## Sentiment Classification with Pytorch

In [1]:
import sys, os
import random
import pathlib
import numpy as np
import pandas as pd
import matplotlib.pyplot as plt
import seaborn as sns

# Pytorch imports
import torch

print(
    f"Using Pytorch version {torch.__version__}. "
    + f'GPU {"is available :)" if torch.cuda.is_available() else "is not available :("}'
)
import torch.nn as nn
from torchvision import datasets, transforms
import torchmetrics
import torchsummary

# My helper functions for training/evaluating etc.
import torch_training_toolkit as t3

SEED = t3.seed_all()
DEVICE = torch.device("cuda" if torch.cuda.is_available() else "cpu")
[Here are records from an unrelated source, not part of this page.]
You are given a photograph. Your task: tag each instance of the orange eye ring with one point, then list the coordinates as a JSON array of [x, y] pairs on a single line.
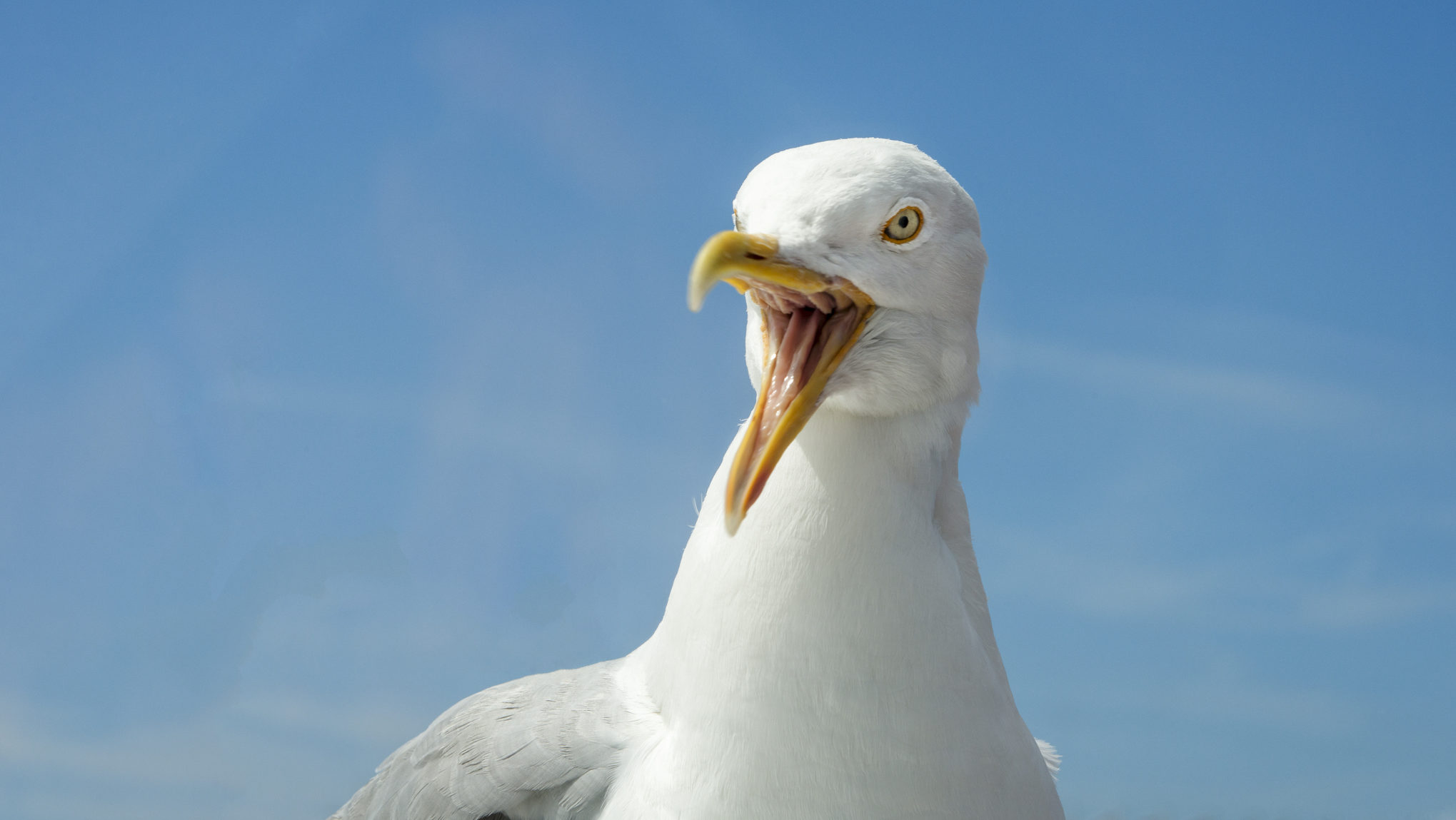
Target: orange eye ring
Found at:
[[905, 226]]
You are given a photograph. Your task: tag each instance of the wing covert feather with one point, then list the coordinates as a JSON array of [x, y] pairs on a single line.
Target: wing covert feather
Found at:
[[542, 748]]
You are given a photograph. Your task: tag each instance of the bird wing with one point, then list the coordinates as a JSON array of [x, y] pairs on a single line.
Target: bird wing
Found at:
[[542, 748]]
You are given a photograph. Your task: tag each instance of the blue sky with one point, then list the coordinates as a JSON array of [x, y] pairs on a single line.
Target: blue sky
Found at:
[[344, 371]]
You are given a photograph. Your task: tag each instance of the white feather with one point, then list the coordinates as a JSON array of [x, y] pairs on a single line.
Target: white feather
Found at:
[[835, 659]]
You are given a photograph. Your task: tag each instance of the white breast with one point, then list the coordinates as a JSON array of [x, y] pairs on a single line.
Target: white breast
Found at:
[[822, 663]]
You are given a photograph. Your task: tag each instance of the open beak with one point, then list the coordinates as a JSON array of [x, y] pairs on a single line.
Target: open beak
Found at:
[[810, 322]]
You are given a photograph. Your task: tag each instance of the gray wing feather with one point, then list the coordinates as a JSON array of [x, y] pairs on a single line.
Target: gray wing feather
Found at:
[[542, 748]]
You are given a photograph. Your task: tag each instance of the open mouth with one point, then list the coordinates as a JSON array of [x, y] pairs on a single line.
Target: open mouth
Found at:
[[810, 322]]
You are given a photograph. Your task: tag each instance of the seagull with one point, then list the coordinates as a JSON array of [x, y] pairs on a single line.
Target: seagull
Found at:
[[826, 650]]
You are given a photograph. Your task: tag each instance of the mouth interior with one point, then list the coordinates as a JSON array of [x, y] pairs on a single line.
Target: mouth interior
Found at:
[[803, 335]]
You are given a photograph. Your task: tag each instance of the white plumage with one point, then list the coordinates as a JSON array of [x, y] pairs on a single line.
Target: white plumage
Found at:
[[833, 657]]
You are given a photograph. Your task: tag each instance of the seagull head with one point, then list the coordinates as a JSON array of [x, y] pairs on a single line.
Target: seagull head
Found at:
[[861, 262]]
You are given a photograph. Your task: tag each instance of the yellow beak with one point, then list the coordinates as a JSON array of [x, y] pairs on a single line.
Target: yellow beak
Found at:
[[810, 322]]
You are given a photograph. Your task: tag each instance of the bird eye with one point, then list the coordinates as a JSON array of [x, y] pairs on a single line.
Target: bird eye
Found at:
[[905, 226]]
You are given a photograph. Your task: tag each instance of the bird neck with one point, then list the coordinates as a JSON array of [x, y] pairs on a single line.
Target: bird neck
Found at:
[[842, 556]]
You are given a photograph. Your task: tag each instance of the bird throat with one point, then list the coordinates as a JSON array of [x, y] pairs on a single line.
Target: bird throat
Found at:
[[804, 343]]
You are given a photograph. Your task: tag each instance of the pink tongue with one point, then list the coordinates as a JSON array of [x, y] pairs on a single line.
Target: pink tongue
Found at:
[[790, 368]]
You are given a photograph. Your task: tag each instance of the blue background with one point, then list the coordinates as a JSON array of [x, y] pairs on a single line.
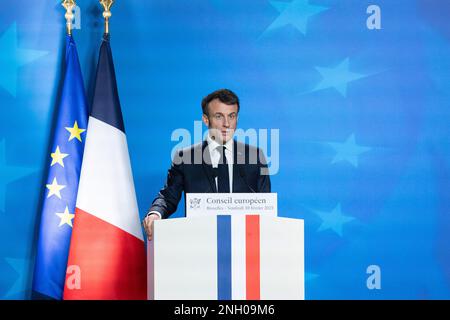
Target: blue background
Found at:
[[363, 115]]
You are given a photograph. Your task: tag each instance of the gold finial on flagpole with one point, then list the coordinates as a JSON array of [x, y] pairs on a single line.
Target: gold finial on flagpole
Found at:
[[69, 5], [107, 13]]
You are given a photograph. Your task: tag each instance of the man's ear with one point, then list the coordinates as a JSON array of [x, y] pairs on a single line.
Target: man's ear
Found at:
[[205, 120]]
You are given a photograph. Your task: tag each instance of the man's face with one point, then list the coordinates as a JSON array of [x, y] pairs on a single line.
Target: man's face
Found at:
[[221, 120]]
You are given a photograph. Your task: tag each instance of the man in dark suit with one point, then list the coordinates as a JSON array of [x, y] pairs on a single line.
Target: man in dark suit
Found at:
[[218, 164]]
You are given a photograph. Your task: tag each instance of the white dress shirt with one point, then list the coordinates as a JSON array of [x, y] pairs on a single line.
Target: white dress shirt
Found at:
[[214, 154]]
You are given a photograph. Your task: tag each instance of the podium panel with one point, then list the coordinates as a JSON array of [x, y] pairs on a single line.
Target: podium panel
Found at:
[[226, 258]]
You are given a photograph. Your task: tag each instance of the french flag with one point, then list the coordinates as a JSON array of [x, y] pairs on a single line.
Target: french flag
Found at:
[[239, 257], [107, 252]]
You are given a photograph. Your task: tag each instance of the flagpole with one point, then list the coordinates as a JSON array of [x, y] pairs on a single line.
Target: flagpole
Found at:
[[106, 13], [69, 5]]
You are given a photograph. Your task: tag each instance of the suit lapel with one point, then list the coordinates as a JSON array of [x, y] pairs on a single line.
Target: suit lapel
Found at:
[[237, 166], [207, 167]]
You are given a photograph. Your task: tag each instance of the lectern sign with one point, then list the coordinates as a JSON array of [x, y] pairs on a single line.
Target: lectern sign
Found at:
[[207, 204]]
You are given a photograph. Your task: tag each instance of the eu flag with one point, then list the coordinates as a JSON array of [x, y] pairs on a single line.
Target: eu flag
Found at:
[[62, 182]]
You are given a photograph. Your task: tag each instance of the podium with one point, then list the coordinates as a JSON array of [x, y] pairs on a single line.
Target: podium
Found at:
[[226, 257]]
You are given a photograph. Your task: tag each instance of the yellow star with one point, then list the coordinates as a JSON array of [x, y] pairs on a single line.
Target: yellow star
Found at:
[[66, 217], [75, 132], [55, 188], [57, 157]]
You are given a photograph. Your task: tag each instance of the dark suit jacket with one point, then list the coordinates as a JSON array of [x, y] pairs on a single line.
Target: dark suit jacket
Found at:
[[249, 175]]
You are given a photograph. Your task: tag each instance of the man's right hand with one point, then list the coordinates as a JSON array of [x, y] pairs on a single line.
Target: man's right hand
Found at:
[[148, 225]]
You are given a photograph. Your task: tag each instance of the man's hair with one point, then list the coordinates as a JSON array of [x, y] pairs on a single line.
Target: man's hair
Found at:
[[224, 95]]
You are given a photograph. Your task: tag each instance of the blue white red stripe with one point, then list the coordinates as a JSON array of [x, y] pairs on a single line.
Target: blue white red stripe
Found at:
[[227, 257]]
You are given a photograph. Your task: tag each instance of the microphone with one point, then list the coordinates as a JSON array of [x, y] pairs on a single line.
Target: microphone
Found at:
[[244, 177]]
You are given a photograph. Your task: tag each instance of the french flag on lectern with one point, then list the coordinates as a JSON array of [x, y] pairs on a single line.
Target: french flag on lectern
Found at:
[[107, 253], [226, 258]]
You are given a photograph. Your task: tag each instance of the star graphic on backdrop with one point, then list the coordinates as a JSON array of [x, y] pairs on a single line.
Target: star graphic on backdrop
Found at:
[[8, 174], [66, 217], [348, 151], [12, 58], [333, 220], [75, 132], [295, 13], [57, 157], [55, 188], [20, 266], [310, 276], [337, 77]]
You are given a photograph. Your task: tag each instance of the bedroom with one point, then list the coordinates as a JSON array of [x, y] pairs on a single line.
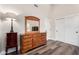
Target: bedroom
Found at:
[[58, 21]]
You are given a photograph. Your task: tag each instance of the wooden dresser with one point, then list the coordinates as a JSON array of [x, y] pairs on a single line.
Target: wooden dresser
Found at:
[[32, 40], [11, 41]]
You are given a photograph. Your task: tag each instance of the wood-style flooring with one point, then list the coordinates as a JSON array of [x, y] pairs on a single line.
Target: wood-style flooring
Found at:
[[54, 48]]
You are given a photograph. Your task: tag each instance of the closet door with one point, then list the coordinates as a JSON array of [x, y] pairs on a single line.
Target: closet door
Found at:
[[60, 29], [72, 30], [67, 30]]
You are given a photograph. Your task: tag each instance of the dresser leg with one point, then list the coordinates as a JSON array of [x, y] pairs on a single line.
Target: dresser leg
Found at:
[[16, 50], [6, 51]]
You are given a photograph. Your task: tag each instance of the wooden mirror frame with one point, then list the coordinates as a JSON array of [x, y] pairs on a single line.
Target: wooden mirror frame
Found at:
[[33, 18]]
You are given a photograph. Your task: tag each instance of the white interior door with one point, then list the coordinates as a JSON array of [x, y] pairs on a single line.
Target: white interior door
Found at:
[[60, 30], [67, 30]]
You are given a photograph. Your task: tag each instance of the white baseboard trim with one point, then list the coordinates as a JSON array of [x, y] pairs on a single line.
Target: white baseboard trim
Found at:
[[9, 51]]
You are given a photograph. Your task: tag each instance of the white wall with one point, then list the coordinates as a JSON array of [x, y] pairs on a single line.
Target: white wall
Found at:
[[59, 11]]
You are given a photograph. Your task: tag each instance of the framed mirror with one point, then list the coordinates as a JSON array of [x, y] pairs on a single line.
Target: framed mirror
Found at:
[[32, 24]]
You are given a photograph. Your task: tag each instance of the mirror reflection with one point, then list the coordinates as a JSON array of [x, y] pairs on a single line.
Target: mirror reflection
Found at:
[[32, 25]]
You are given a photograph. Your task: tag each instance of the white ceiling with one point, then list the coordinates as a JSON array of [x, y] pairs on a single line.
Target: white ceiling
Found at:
[[25, 8]]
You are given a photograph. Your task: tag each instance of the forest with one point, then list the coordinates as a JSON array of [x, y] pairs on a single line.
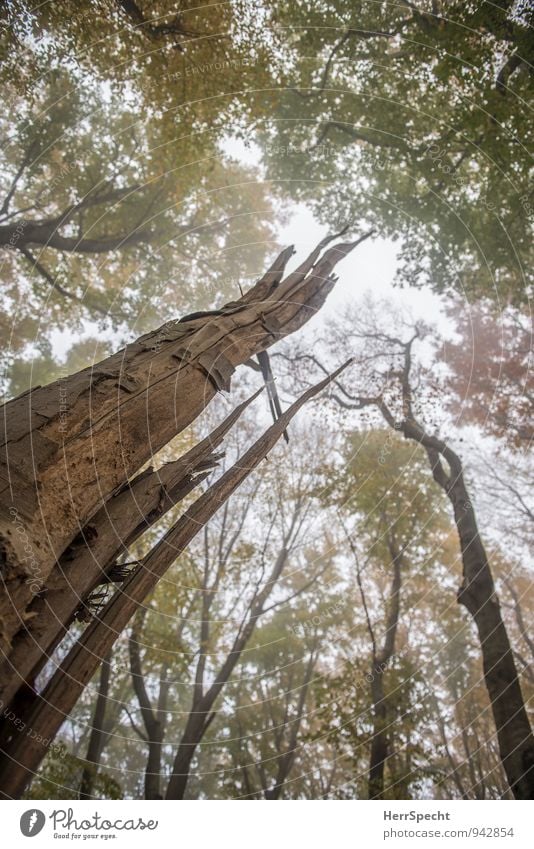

Using Pytorch version 2.0.1+cu117. GPU is not available :(


In [2]:
DATASET_BASE_PATH = pathlib.Path(os.getcwd()) / "data" / "sentiment140"
DATAFILE_PATH = DATASET_BASE_PATH / "training.1600000.processed.noemoticon.csv"
assert os.path.exists(DATAFILE_PATH), f"FATAL: {DATAFILE_PATH} - path does not exist!"

In [4]:
df = pd.read_csv(str(DATAFILE_PATH), header=None)
df.head()

Unnamed: 0,0,1,2,3,4,5
0,0,1467810369,Mon Apr 06 22:19:45 PDT 2009,NO_QUERY,_TheSpecialOne_,"@switchfoot http://twitpic.com/2y1zl - Awww, t..."
1,0,1467810672,Mon Apr 06 22:19:49 PDT 2009,NO_QUERY,scotthamilton,is upset that he can't update his Facebook by ...
2,0,1467810917,Mon Apr 06 22:19:53 PDT 2009,NO_QUERY,mattycus,@Kenichan I dived many times for the ball. Man...
3,0,1467811184,Mon Apr 06 22:19:57 PDT 2009,NO_QUERY,ElleCTF,my whole body feels itchy and like its on fire
4,0,1467811193,Mon Apr 06 22:19:57 PDT 2009,NO_QUERY,Karoli,"@nationwideclass no, it's not behaving at all...."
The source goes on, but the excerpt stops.